15 April 2009

What [not] to watch: Confessions of a Shopaholic

Looking for a bit of relax between school and wedding preparations, I decided to watch a movie and came across "Confessions of a Shopaholic". (On my to-watch list: Lisence to Wed and Bride Wars).

The movie is about a girl who is a shopaholic at the beginning, isn't anymore at the end, and becomes a financial journalist in between. It's light-hearted, but not really funny, and stupid, but not to a bang-my-head-against-the-wall degree.

A few cliches appear:

  1. Lying leads to funny situations.
  2. Lying always catches up on you, but things get fixed in 10 minutes. Mostly by themselves - just sit and cry.
  3. Prince Charming always appears next to you on the street when you need it the most but expect it the least.
  4. Lack of education isn't lack of competence, but a fresh point of view.
  5. The rich handsome guy is the one. He'll date someone else for a while, but that's just because he doesn't know he's the one yet. He'll find out soon, just wait.
  6. You'll have major achievements in your first month at your new job.
  7. Revenge is cool. (Hello? Hasn't our civilization gone a bit further?)
Well, I guess that if I'm so tired of those cliches, it's my fault, as I pick such movies. Still, it would be great to see something light-hearted (life is too much stress to watch stressful movies, as for me) but with... er... a fresh point of view! (Hey, why not hire a shopaholic to make your next movie?)
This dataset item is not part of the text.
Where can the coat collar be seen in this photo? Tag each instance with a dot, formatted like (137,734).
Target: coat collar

I still "learned" a few things from this movie.

For instance, getting out of debt is really easy. Just show yourself on national TV, speak about frugality and everyone will come running to shop for your stuff.

Also, you can get a job as a journalist without showing a piece of your work. Honestly, I wouldn't hire someone who hasn't got his own blog! Okay, maybe except if that person had good reasons... but anyone can start a blog, and you really get to show your best on yours. You have no boss to please and take full credit and responsibility for your words. Is there a better way of finding out if a journalist is worth hiring than reading his blog?
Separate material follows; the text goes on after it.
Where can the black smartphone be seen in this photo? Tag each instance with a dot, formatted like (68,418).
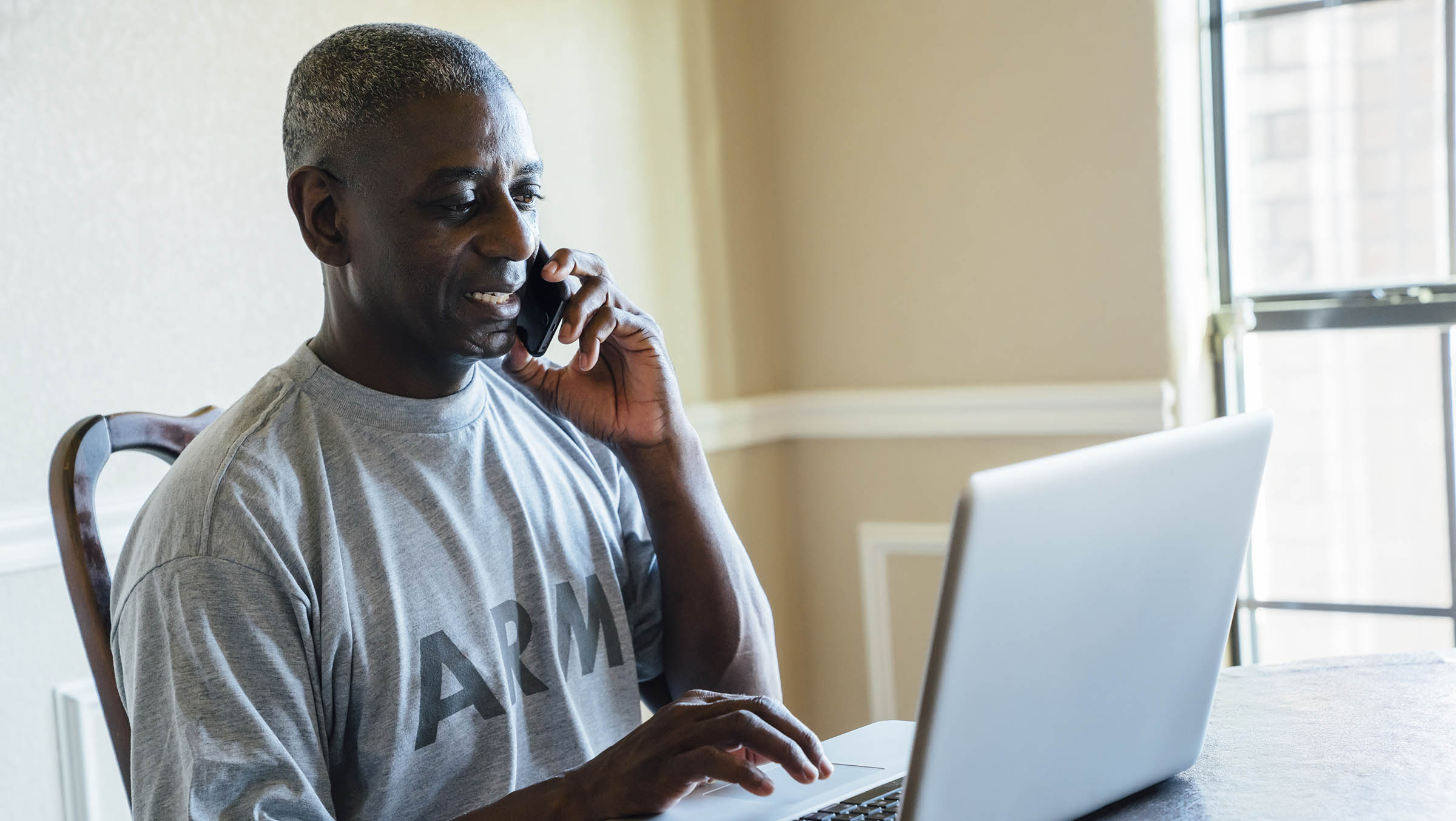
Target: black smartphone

The biggest finding of all, actually, was that googling before writing an article is unethical. To me, not doing so would be. If you're speaking, listen as well! Besides, the blogosphere and other medias create kind of a world wide dialogue. If you're talking about some subject, please find out what others said about it recently. Don't rediscover the wheel.

Well... I'm a bit hypocritical right now. I haven't read a single review of that movie before writing one. But that's because I learned another valuable lesson: being hypocritical is okay (or will turn out okay, anyway). Kinda from the protagonist, who's giving financial advice between crazy shopping sprees, and kinda from the movie itself: the girl writes so well about personal finance, and yet the only lesson you get to learn watching is:
Don't shop. Ever.

Okay, maybe getting specific about credit cards would make the movie quite heavy, but hey! You have to dress and you have to shop. It's about doing it wisely and finding balance, not shooting yourself in the leg!

Whatever. I want that dress.


  1. That dress is pretty fab.

    I think a lot of people (from what I hear, I didn't watch it yet), hated the fact that she didn't seem to learn her lesson.

  2. Yeah, but on the other hand, aren't we all learning it all life long?